Verzweifelt raufte ich meine hellen Haare. »Kieran! Das meinte ich doch gar nicht! Bitte verdreh nicht meine Worte! Ich wollte dir doch nur sagen, dass du trotzdem vorsichtig sein sollst!«, rief ich.

Für einen Moment betrachtete er mich schweigend, ehe er sagte: »Also gut.« Urplötzlich drehte er sich um und ich wusste, dass wenn ich jetzt nichts sagte, er schneller fort sein würde, als ich blinzeln konnte.

»Kieran!« Skeptisch sah er mich an, die Augenbraue hochgezogen. Einen Sinn für Abschiede hatte er nun wirklich nicht. Also blieb es wohl oder übel an mir hängen. Entschlossen ging ich auf ihn zu und zog ihn in meine Arme. Für mich war diese Umarmung schon seltsam, wie musste es da erst für ihn sein? Ich konnte spüren, wie er sich unter meiner Berührung instinktiv anspannte. »Komm zurück, ja?«, bat ich ihn, ehe ich ihn losließ und einen Schritt zurücktrat.

Kieran war ein wenig irritiert, doch dann nickte er.

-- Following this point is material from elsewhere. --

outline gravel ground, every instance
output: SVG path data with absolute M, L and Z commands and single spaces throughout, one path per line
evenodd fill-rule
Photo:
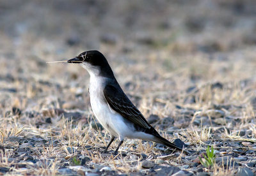
M 1 1 L 0 175 L 256 175 L 255 19 L 255 1 Z M 46 64 L 89 50 L 161 135 L 195 152 L 126 140 L 104 153 L 88 73 Z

»Bis bald.«, verabschiedete ich ihn, was er mit gerunzelter Stirn wiederholte. Ich wusste nicht, was gerade in ihm vorging und worüberer nachdachte. Was würde ich nur dafür geben, einmal in seinen Kopf sehen zu können und ihn endlich zu verstehen. Plötzlich war Kieran kaum mehr als ein dunkler Blitz, der über das Gelände des Bauernhofes zuckte und dann verschwunden war.


Die Rückfahrt war dementsprechend einsam und beklemmend, zumal ich mit dem Autofahren noch immer nicht wirklich warm geworden war.


»Wie war es?«, kam Audra auch schon direkt auf mich zu gestürmt, kaum dass ich durch die Haustür getreten war. Etwas überfordert hängte ich meinen Mantel auf, bevor ich mich ihr zuwandte.

Kurz ließ ich das Geschehen revue passieren. »Ich glaube, es lief ganz gut.«, wagte ich vorsichtig zu vermuten. »Mrs Campbell erschien auf mich, als würde sie es ehrlich mit uns meinen.«

»Das ist ja wunderbar!«, freute Audra sich und zog mich in eine erleichterte Umarmung. Nun schien alle Anspannung, die auf ihr gelastet hatte, seit wir das Grundstück verlassen hatten, von ihr abzufallen. Als sie mich schließlich losließ, schaute sie sich allerdings irritiert um. »Wo ist Kieran?«, wollte sie wissen. In ihrer Stimme schwang Sorge mit.

»Er ist nicht mit zurückgekommen.«, antwortete ich bedrückt.

Ungläubig riss Audra ihre Augen auf. »Wie?« Sprachlos sah sie mich an.

»Er meinte, dass er hier wenig ausrichten kann. Deshalb ist er, sobald wir mit Mrs Campbell fertig waren, direkt aufgebrochen. An der Front möchte er die Mutanten überzeugen, zu desertieren.«, informierte ich sie und mit einem Mal erblickte ich solch eine Traurigkeit in Audras Augen, dass mir selbst ganz schwer ums Herz wurde.

»Kieran ist ein guter Junge.«, sagte sie wehmütig. »Er weiß es nur nicht. Und ich kann ihm leider nicht helfen, sich selbst zu finden. Das kann nur er selbst. Ich glaube, er muss das tun. Zurück an die Front gehen, weißt du? Ich habe das Gefühl, dass er das, was ihm und seinem Freund, diesem Zweihunderteins, dort geschehen ist, nie ganz loslassen konnte. Ich bin mir nicht sicher, aber ich glaube, dass er sich schuldig fühlt.«

Nun war ich es, die Audra irritiert anstarrte. »Wie kommst du denn darauf?«, wollte ich wissen. Kieran konnte man so schwer lesen, wie ein Buch mit sieben Siegeln. Und er offenbarte nur das, was er auch offenbaren wollte. Der Rest blieb weiterhin im Verborgenen. Wie konnte es also sein, dass Audra unter seine Fassade schauen konnte?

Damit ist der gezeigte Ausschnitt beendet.